Apple’s Thinking More Local Than Ever

Apple_Maps_Connect_lFor anyone who enjoys a game of connect the dots, recent high- and low-profile signals from Apple form an interesting picture of the company’s local strategy. Apple’s location ambitions are expanding, and could begin to challenge Google, Nokia, Yelp and other local players.

CCS Insight has long believed that location-based services would become part of Apple’s engagement strategy, and that the company would make the appropriate investments in mapping and proximity technologies (see CCS Insight Predictions for 2010 and Beyond). This week, Apple introduced Maps Connect, a self-help tool allowing local business to add and edit detailed company information to Apple Maps. Business owners log in using an Apple ID and can add their address, opening hours, phone numbers and links to social media and review sites. The data is apparently processed by human eyes to check for fraudulent entries, but should appear on Apple’s maps within a week or so.

Apple will query store owners about potential installations of iBeacon, its indoor proximity system used to track customers’ movements by following their iPhones using Bluetooth low energy. The beacons can be used to inform shoppers about nearby items and serve contextual ads that notify about store specials. Such local advertising behaviour tracking has enormous potential, and engaged iOS users are the initial audience for making this mainstream.

Maps Connect was introduced at the same time that Apple Pay went live. Apple’s joining a number of other map providers in crowd-sourcing its data collection, but is doing so on several levels.
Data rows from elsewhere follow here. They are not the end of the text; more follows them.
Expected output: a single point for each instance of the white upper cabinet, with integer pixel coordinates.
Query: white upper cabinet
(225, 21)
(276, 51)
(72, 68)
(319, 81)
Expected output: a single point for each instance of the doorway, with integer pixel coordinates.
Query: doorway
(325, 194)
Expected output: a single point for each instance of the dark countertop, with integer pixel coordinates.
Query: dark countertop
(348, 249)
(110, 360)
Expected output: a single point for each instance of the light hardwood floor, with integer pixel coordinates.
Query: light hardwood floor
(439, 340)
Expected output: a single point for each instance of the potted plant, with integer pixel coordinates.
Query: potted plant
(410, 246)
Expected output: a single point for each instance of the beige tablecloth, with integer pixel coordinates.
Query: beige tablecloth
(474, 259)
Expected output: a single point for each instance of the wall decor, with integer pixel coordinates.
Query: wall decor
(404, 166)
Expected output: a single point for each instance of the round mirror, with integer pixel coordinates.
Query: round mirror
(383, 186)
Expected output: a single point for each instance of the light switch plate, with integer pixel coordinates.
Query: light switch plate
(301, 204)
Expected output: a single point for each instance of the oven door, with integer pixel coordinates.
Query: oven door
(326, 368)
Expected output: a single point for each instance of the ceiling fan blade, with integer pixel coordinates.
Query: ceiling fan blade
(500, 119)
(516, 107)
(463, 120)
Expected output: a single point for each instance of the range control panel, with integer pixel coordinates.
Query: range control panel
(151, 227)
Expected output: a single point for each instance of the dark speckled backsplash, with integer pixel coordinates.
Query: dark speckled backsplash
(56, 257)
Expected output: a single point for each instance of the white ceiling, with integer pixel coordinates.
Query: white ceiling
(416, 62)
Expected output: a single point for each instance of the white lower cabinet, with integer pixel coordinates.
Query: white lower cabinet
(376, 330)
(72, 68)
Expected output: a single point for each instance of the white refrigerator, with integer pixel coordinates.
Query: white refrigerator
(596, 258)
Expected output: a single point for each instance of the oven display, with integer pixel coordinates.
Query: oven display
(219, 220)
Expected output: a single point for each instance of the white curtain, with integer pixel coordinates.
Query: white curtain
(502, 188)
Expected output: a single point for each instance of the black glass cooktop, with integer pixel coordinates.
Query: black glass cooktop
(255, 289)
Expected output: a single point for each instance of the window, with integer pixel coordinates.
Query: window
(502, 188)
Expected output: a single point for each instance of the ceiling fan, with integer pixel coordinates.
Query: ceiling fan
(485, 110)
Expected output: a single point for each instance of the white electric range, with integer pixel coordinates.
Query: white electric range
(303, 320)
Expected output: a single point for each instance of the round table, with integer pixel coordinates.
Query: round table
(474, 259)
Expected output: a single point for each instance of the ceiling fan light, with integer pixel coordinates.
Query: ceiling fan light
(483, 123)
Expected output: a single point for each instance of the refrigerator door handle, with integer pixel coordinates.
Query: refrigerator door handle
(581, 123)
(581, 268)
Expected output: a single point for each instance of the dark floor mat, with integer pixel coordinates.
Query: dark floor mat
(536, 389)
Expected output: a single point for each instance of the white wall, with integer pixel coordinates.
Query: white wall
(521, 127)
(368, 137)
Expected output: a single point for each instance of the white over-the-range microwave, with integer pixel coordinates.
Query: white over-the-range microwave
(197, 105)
It’s working with local businesses to gather information on the where and the what, and could develop a fantastically comprehensive consumer behaviour database that rivals Amazon, Google and Facebook. Apple can use Apple Maps, iBeacon and Apple Pay to help shoppers search for and physically find shops, assist them in-store and help them to make purchases. Shopping could become an Apple-everywhere experience.

Apple still has a long way to go to catch Nokia and Google in digital map data — just this week Nokia announced that it has rolled out a version of Here Maps to a wide variety of Android devices. However, there’s little doubt that Apple’s very interested in geography. The company stumbled in maps, but has been working on quality assurance and data accuracy. A potential mapvertising business model could drive new profit for Apple. Everything points to Apple’s interest in a local move.